BA model and scale-free networks¶
Implement BA algorithm¶
For this assignment you will be implementing the BA algorithm from the reading (see Barabasi Ch 5.3). Create a function that takes n
, the number of nodes for the graph, and m0
the initial number of nodes, as arguments and returns a networkx graph with a power-law degree distribution.
The first step is figuring out how to do "preferential attachment" based on the degree of existing nodes. In other words, a node with degree 10 should be 10 times more likely to get a new edge than a node with degree 1 and 5 times more likely than a node with degree 2. How can we do this?

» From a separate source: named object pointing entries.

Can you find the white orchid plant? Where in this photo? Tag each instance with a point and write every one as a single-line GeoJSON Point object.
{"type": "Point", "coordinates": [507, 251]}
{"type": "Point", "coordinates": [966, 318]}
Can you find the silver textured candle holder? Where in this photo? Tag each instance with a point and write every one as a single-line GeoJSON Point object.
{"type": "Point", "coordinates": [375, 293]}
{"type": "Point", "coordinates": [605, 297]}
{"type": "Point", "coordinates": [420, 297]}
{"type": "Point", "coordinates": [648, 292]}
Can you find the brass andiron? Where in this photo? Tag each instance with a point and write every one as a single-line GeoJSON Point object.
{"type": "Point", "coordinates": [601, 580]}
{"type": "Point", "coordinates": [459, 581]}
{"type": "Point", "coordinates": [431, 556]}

If we just sample from a list containing all nodes, the probability of choosing a node is same for all nodes.
import random
node_list = [0,1,2,3,4,5]
print(random.sample(node_list, 1))
[5]
Can we make a list where node 0 is 7 times more likely to be chosen than node 1?
A simple way to do this is to simply repeat the node 0 seven times in the list. Then, when we sample a node from the list, we are 7 times more likely to choose node 0 than node 1.
node_list = [0, 0, 0, 0, 0, 0, 0, 1, 2, 3, 4, 5]
[random.sample(node_list, 1) for i in range(10)]
[[0], [2], [0], [5], [0], [0], [0], [0], [0], [0]]
In other words, if we simply repeat each node $i$ in the list $k_i$ (degree of node $i$), then the probability of choosing node $i$ is proportional to $k_i$. As you can imagine, this is not the most efficient way to do this, but it's a start.
A more space-efficient way is using numpy
's sampling method. If you run the following cell, the documentation for the np.random.choice
function will appear.
import numpy as np
np.random.choice?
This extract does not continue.